In mid-June, police in Gloucester Township are still searching for a man who allegedly shoplifted from Joe Canal’s Discount Liquor Store in Sicklerville, New Jersey on Tuesday, May 26. The man is accused of stealing a bottle of Hennessy Cognac, valued at $70, from the establishment. The allegations are based on video surveillance footage obtained by the liquor store proprietor, which shows the suspect apparently hiding the bottle under his clothing and hastily leaving the liquor store.
Gloucester NJ Shoplifting Penalties
If identified and apprehended by authorities, the man captured on this surveillance video could face charges for shoplifting as a result of these allegations. Under N.J.S.A. 2C:20-11, shoplifting can be a crime of the second, third, or fourth degree, or a disorderly persons offense, depending on the value of merchandise allegedly stolen. In this case, since the value of the merchandise was less than $200, the offense would be classified only as a disorderly persons offense. However, steep penalties still apply since New Jersey law always treats shoplifting as a serious offense. When classified as a disorderly persons offense, shoplifting carries potential penalties of up to 6 months in jail, as well as fines of up to $1,000, and community service of at least 10 days. If the alleged shoplifter in this case is apprehended and convicted, the community service penalties could also increase if this is not his first shoplifting offense – to a minimum of 15 days’ community service for a second offense, or up to 25 days’ community service for a third or subsequent offense.
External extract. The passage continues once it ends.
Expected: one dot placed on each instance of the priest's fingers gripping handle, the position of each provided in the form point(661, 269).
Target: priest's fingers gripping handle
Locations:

Theft Crimes in Camden County NJ
Penalties for shoplifting increase from these minimums according to the value of merchandise stolen. If the amount at issue had exceeded $200, but the merchandise at issue was not valued at more than $500, then potential penalties would escalate significantly. The offense would become a fourth degree crime, carrying penalties of up to 18 months in jail, fines of up to $10,000, and mandatory community service. When the merchandise at issue exceeds $500 in value, but is valued at less than $75,000, the severity of the crime and associated penalties further increase, with the offense being considered a third degree crime and carrying potential penalties of 3-5 years in jail, fines of up to $15,000, and mandatory community service. If the value of the merchandise stolen exceeds $75,000, penalties again exponentially increase, as the offense is then considered a second degree crime carrying penalties of 5-10 years in jail, fines of up to $150,000, and community service.